【トピックス】宮原ゴムで働きながら、通信制大学へ通う。<従業員社内インタビュー>
宮原ゴムには、通信制大学の経営学部コースを受講している社員がいる。今回、その社員、戸田さんに話を聞いた。
聞き手:コペルニクスデザイン 福島由衣
インタビュー日時:2023年2月17日
“大卒資格、とるか?”
「大学に行かないかと社長から話があって。ちょっと経営学も学んでみないか、と。僕はそのとき、高卒で。行かせてもらえるチャンスを逃したくなかったので、行きます、とお返事しました」と戸田さん。「当時はコロナが流行り、会社が少し暇になってしまっていたんですが。そんな中で、『大卒資格、とるか?』っていう提案をしてもらって。そんな機会もう滅多にないじゃないですか」
写真:戸田さん
働きながら勉強することのしんどさについて、懸念はなかったのか。「若いから、大丈夫かなって」と戸田さんは笑う。「一応、勉強の仕方としては……迷惑をかけないようにと思って、家族が寝静まってから始めていて。夜の23時とか。そこから朝までやります。それで土日をスクーリング(※)に使ったりして」
※スクーリング:通信制の学校で学んでいる生徒が、教室へ向かい対面の授業を受けること。コロナ禍により戸田さんが受けるスクーリングはオンライン方式が主だそう。

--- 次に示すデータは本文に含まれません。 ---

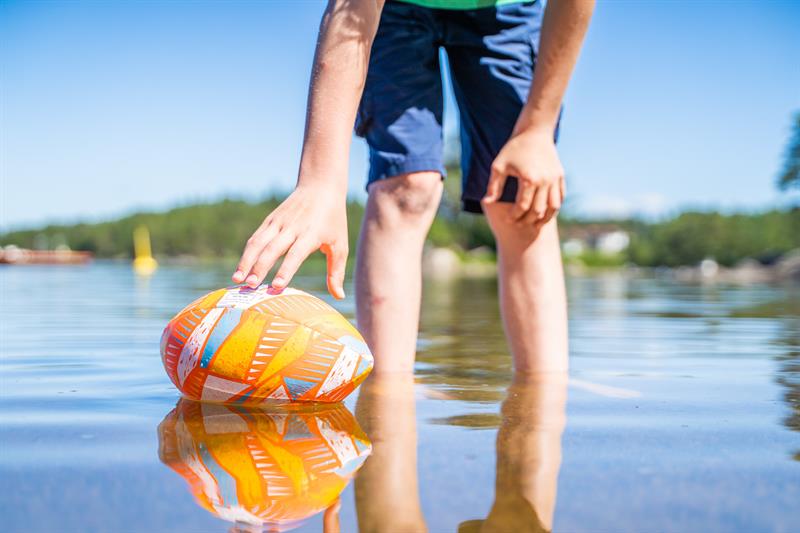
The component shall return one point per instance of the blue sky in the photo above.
(109, 107)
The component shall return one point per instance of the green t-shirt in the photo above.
(461, 4)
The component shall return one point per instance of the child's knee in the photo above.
(408, 197)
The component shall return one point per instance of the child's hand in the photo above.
(308, 220)
(531, 157)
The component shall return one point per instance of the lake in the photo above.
(682, 412)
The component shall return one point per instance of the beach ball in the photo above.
(251, 346)
(262, 470)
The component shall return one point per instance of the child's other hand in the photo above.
(310, 219)
(531, 157)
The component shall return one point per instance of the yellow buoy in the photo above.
(143, 261)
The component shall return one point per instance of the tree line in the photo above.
(220, 229)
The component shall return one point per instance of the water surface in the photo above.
(682, 413)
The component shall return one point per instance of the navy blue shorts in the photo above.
(491, 53)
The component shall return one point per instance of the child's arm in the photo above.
(530, 154)
(313, 216)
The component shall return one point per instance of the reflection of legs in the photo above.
(532, 296)
(387, 495)
(388, 270)
(529, 454)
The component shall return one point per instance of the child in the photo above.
(386, 55)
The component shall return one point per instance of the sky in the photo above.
(111, 107)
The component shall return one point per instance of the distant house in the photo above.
(607, 239)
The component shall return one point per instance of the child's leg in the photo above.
(532, 296)
(388, 266)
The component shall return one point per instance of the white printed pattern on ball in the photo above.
(241, 298)
(190, 354)
(342, 371)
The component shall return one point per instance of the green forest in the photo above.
(220, 229)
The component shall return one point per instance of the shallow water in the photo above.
(682, 413)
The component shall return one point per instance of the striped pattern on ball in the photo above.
(253, 345)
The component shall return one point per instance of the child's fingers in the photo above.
(337, 263)
(298, 253)
(523, 201)
(269, 255)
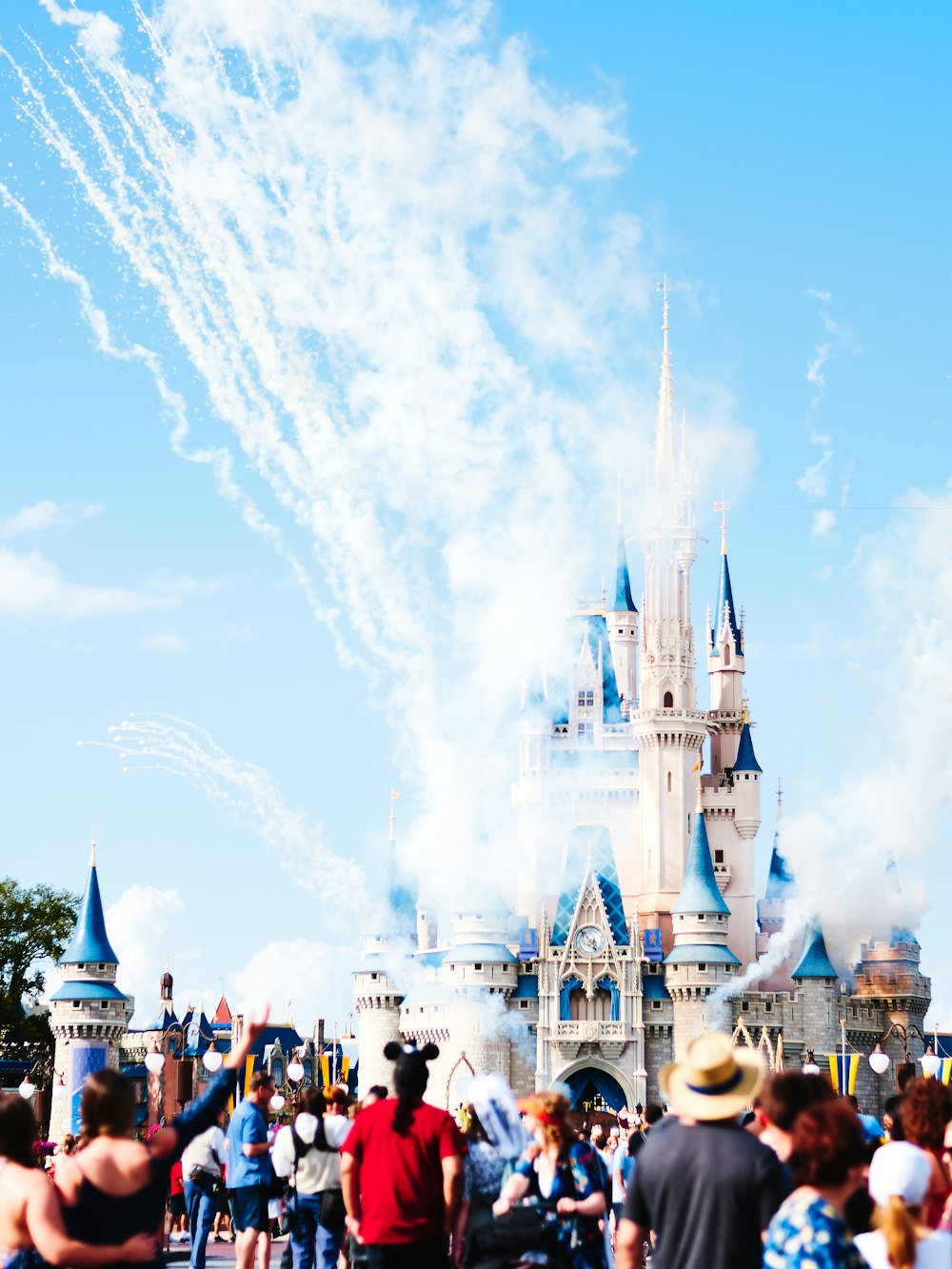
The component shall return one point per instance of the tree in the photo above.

「これは社長に聞かれたらちょっと怒られる話かもしれないんですけど。僕は実は、空手が大好きな空手馬鹿で、人生で空手をすごく優先しているんです。そして大事な家庭もあって、仕事もある。でもそこで勉強をないがしろにせず、効率のいいやり方を見つけて学ぶのがすごく楽しく感じるんですよね」 戸田さんは、宮原ゴムで働きながら学校に行けるとなったとき、まずは短大で2年の勉強をしたそう。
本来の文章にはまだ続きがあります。